The genial Chambers also covered floods, fires, the 1965 Watts riots, the June 1968 assassination of Sen. Robert F. Kennedy at the Ambassador Hotel and the Rodney King beating by police following a high-speed chase in 1991.
KTLA and Chambers broke the sensational King story after a witness, George Holliday, videotaped the beating in Simi Valley, Calif., and dropped off his tape at the station. Chambers’ report created quite the stir, the newsman recalled in a 2008 interview with the Archive of American Television.
Chambers had served in the U.S. Navy and was working on the USC campus magazine and taking radio broadcasting classes when he heard about KTLA, the first commercial television station in L.A. and the seventh TV station overall in the U.S. “I didn’t even know that television was on the air,” he said in 2010. In fact, KTLA only had been broadcasting since January 1947.

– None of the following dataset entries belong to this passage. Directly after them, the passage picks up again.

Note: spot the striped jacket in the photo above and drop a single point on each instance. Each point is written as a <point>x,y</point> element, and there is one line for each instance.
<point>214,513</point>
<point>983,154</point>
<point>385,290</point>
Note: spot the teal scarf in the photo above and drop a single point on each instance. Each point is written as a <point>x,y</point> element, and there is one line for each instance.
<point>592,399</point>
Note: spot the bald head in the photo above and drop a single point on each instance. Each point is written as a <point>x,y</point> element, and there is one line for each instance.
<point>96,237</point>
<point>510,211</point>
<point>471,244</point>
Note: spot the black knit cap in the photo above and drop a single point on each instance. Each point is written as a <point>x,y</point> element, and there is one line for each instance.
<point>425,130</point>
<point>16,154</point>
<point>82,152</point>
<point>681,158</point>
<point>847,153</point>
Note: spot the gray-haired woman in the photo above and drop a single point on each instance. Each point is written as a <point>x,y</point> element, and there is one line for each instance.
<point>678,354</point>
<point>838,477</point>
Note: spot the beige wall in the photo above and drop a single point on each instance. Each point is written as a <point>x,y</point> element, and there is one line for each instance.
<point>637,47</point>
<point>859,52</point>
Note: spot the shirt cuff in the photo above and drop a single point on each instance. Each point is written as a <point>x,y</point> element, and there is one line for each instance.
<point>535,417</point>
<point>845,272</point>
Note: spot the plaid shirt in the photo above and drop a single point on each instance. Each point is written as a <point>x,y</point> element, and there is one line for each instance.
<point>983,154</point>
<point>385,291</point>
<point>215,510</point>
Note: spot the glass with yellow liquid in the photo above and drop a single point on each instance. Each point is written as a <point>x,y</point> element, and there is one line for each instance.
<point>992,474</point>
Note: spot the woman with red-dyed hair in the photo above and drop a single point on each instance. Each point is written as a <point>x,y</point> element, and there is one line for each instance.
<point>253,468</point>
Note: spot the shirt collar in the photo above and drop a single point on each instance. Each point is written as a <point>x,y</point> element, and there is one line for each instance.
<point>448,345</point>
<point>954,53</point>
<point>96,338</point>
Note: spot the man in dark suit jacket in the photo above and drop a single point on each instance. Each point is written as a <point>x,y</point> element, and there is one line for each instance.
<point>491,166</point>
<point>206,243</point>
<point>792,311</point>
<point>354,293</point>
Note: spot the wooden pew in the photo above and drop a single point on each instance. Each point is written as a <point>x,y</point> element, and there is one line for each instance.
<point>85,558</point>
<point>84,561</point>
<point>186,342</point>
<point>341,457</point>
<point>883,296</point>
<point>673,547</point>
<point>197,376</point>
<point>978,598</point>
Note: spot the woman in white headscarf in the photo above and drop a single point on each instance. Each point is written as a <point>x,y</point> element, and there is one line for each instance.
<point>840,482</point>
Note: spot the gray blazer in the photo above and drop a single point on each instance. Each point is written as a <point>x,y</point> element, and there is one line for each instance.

He suggested that KTLA do a story about the magazine, then was offered a job working behind the scenes as the station was expanding its broadcast schedule from two to six nights a week. Chambers served as a stagehand, salesman and production assistant before graduating to reporter.
Chambers received several local Emmy Awards and Golden Mike Awards, and he has a star on the Hollywood Walk of Fame. In 2008, he published a memoir, KTLA’s News at 10: 60 Years With Stan Chambers.
Survivors include his wife Gigi, 11 children, 38 grandchildren and eight great-grandchildren.